Gmail and SSL

Christopher Morrow morrowc.lists at gmail.com
Wed Jan 2 18:39:40 UTC 2013


On Wed, Jan 2, 2013 at 1:08 PM, William Herrin <bill at herrin.us> wrote:
> As for Google (and anyone else) it escapes me why you would require a
> signed certificate for any connection that you're willing to also
> permit completely unencrypted. Encryption stops nearly every purely

raising the bar for observers is potentially a goal, no?
making it simple for people to get 'more secure' email isn't a bad
thing. (admittedly, requiring a signed cert now is more painful,
though startssl.com makes it less so).

> passive packet capture attack, with or without a signed certificate.
> Even without a signed cert an encrypted data flow is much more secure
> than an unencrypted one. It's not an all-or-nothing deal. Encrypted
> with a signed or otherwise verified cert is more secure than merely
> encrypted which is more secure than unencrypted on a switched path
> which is more secure than unencrypted on a hub.
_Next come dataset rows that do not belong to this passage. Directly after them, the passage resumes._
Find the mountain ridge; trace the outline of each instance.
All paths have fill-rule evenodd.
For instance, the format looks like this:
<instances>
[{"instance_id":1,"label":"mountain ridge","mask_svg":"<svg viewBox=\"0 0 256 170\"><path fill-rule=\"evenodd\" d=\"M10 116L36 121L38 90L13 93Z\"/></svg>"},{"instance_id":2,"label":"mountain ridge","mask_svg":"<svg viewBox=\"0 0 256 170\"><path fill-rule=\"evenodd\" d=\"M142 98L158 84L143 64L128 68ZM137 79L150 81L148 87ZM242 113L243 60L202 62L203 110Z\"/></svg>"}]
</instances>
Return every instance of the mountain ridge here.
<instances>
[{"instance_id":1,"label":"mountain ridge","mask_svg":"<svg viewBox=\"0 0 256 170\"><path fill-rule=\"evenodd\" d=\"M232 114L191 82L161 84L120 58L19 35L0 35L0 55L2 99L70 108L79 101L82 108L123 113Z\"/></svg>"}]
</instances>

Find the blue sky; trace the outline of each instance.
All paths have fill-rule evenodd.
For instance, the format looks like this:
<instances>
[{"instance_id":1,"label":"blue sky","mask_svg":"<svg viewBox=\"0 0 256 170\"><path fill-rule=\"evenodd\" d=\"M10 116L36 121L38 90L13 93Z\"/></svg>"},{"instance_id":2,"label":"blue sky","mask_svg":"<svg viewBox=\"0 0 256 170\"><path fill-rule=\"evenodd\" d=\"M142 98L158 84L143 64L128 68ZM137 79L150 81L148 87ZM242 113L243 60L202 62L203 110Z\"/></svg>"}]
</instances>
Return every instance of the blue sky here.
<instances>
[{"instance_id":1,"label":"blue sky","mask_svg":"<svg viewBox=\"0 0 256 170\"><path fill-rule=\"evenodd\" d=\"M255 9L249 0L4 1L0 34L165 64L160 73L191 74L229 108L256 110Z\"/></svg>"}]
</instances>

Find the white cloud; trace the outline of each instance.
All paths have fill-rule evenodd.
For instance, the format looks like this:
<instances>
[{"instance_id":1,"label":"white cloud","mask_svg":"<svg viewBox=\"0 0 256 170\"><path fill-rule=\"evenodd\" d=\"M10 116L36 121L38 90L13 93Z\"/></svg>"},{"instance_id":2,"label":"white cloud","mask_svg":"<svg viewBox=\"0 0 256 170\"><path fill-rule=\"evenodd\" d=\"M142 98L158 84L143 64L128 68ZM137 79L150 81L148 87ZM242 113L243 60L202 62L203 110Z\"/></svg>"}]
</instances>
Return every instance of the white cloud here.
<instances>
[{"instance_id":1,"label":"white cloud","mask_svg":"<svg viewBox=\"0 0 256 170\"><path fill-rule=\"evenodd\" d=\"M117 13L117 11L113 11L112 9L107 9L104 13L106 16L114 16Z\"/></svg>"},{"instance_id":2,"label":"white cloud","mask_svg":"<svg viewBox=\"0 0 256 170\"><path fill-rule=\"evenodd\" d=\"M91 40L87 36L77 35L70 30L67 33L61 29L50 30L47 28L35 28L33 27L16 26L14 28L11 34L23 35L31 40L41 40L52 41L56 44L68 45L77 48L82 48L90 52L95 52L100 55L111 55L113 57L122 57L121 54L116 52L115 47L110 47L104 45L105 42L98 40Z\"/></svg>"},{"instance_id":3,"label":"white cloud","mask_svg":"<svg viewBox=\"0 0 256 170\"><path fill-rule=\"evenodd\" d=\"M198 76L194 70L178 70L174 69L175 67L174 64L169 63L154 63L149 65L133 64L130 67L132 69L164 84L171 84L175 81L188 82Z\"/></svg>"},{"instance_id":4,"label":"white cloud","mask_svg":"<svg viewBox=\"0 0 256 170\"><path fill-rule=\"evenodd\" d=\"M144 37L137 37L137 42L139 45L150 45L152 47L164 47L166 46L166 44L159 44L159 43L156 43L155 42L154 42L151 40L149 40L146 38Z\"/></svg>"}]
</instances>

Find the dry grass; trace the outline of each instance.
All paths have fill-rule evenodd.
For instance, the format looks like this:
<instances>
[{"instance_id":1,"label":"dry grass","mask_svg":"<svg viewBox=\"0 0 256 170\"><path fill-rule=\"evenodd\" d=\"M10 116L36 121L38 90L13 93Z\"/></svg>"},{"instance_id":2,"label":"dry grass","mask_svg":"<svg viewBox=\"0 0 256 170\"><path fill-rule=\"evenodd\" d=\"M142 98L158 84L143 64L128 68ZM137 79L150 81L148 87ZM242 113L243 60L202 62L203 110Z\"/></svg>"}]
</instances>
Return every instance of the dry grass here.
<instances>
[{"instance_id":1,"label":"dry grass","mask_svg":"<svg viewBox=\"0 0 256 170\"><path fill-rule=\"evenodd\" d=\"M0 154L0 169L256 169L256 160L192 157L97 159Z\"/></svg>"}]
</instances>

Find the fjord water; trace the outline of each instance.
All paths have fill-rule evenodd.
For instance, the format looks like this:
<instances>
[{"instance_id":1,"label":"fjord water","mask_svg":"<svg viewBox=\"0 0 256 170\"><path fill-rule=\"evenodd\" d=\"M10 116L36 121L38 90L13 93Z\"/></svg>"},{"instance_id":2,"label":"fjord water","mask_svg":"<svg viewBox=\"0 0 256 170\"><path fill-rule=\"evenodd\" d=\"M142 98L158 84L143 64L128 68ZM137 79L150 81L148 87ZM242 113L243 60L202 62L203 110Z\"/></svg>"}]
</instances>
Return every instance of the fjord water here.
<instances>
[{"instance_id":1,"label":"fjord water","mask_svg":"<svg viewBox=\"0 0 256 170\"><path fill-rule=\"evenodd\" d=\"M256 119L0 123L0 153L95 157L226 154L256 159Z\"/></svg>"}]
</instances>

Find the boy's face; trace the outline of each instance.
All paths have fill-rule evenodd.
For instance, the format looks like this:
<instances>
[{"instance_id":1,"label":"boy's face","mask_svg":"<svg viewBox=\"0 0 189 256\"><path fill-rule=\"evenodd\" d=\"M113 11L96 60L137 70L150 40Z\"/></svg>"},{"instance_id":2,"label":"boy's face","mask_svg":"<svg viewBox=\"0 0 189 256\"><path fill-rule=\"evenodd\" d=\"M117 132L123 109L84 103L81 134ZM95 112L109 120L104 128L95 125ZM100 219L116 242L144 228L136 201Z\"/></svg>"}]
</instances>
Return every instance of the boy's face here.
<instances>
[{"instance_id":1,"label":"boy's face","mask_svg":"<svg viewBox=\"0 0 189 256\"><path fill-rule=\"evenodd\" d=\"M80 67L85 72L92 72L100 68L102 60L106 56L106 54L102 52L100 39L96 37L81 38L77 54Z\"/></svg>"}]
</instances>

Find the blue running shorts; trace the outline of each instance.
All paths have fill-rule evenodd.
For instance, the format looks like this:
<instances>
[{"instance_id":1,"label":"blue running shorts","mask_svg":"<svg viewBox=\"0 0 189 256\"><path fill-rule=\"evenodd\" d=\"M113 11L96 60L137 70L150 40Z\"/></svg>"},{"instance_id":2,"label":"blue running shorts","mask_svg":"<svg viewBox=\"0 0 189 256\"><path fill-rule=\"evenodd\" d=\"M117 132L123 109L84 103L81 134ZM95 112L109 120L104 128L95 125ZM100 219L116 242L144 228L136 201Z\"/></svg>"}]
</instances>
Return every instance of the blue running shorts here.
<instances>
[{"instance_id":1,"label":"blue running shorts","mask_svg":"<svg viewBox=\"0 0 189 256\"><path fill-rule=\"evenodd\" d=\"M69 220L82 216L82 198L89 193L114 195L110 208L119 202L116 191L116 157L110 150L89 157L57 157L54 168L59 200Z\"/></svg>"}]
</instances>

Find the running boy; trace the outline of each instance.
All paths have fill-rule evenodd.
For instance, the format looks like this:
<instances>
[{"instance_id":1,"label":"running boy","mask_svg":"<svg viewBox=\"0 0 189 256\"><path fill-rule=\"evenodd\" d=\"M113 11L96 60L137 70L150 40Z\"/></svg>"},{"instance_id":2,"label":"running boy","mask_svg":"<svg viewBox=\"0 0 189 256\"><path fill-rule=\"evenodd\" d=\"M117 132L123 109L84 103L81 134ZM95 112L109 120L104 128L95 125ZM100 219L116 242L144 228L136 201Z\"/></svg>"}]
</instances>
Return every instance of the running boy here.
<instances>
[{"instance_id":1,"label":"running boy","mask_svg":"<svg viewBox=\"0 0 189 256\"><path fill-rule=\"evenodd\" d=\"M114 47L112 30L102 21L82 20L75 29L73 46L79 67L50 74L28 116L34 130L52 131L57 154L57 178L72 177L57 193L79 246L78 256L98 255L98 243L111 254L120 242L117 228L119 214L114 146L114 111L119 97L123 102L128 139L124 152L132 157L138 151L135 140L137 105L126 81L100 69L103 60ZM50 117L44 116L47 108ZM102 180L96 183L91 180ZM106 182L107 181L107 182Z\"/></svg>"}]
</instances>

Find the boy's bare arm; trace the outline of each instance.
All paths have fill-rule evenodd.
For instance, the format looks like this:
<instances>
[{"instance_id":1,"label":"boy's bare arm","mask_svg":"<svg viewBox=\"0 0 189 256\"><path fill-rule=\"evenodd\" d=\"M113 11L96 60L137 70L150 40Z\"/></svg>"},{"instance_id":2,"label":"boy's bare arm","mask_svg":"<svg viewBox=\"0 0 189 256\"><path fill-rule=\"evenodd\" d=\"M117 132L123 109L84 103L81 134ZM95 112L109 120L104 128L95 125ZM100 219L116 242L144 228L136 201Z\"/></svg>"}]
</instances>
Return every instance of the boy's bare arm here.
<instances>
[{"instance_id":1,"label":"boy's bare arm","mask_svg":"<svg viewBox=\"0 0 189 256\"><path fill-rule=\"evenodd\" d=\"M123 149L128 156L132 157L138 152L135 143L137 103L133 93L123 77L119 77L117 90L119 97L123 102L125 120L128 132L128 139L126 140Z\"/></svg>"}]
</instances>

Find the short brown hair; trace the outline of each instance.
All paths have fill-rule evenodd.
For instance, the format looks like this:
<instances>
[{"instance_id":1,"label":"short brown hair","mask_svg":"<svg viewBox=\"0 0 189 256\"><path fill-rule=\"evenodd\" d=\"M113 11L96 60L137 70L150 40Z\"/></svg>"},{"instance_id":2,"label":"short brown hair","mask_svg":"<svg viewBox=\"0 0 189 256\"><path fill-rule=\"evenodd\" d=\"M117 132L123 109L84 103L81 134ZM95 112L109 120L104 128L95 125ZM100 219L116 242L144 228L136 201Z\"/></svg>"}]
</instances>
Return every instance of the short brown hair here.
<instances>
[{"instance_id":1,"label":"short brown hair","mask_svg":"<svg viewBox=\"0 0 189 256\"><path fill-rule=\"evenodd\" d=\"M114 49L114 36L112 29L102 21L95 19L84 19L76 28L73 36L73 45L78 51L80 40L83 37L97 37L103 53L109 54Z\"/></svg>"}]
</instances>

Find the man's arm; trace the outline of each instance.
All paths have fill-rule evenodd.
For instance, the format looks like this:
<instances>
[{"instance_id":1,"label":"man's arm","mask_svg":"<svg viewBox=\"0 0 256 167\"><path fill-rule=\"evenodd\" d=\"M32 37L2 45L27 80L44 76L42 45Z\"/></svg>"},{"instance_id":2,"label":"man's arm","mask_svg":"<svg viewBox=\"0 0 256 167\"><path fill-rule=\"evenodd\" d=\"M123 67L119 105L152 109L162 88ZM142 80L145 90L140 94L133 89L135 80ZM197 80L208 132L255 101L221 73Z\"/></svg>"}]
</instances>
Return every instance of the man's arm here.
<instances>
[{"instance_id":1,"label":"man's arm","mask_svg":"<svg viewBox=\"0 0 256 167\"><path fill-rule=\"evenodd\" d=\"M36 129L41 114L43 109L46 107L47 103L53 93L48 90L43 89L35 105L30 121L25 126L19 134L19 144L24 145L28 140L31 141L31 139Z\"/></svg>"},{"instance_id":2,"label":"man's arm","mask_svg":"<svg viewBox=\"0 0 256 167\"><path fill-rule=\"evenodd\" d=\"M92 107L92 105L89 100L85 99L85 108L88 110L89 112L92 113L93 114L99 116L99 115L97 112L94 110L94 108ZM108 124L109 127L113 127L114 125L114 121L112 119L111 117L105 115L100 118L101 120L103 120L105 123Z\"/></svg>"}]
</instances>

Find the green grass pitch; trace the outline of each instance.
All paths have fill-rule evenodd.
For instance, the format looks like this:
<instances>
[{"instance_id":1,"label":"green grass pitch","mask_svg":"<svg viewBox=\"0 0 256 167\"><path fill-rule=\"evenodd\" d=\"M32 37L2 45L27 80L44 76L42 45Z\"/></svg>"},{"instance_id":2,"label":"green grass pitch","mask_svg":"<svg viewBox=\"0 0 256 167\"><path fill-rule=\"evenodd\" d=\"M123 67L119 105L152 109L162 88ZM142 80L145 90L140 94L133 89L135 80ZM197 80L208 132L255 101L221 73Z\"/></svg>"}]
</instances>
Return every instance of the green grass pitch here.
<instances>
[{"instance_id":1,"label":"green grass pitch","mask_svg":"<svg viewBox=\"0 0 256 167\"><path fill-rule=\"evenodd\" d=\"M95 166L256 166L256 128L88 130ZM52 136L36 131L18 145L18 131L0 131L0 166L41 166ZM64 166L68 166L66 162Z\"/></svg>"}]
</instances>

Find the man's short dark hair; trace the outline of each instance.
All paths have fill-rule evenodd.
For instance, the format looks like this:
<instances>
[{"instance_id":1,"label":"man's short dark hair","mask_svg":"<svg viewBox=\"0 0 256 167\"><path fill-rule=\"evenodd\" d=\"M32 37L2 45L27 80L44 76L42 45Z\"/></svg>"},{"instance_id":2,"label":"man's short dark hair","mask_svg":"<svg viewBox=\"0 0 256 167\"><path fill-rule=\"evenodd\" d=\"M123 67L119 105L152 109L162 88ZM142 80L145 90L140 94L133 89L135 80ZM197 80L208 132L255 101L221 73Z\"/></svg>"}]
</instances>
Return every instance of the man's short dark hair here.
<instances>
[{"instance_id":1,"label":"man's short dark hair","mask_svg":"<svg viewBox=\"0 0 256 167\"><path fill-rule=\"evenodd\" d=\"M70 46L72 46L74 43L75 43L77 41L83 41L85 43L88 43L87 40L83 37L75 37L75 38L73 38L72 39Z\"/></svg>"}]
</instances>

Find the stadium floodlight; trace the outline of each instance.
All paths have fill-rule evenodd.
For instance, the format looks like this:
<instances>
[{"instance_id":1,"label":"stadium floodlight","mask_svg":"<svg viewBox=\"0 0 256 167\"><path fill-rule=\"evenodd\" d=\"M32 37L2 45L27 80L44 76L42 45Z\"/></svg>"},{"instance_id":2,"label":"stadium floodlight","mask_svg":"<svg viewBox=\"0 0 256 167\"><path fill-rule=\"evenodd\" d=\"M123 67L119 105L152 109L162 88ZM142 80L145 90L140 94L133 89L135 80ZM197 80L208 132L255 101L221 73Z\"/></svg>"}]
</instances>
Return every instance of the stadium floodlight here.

None of these things
> is wholly insecure and none are 100% secure.

boiling down the above you mean:
goodness-scale (goodness to the left)
  signed > self-signed > unsigned

I don't think there's much disagreement about that... the sticky
wicket though is 'how much better is 'signed' vs 'self-signed' ? and I
think the feeling is that:

'if we can verify that the cert is proper/signed, we have more
assurance that the end user meant for this cert to be presented. A
self-signed cert could be any intermediary between me/you... we have
no way to verify who is presenting the cert.'

-chris

(note the use of 'we' here is the 'royal we', I have no idea what the
real reason is, but the above makes some sense to me, at least.)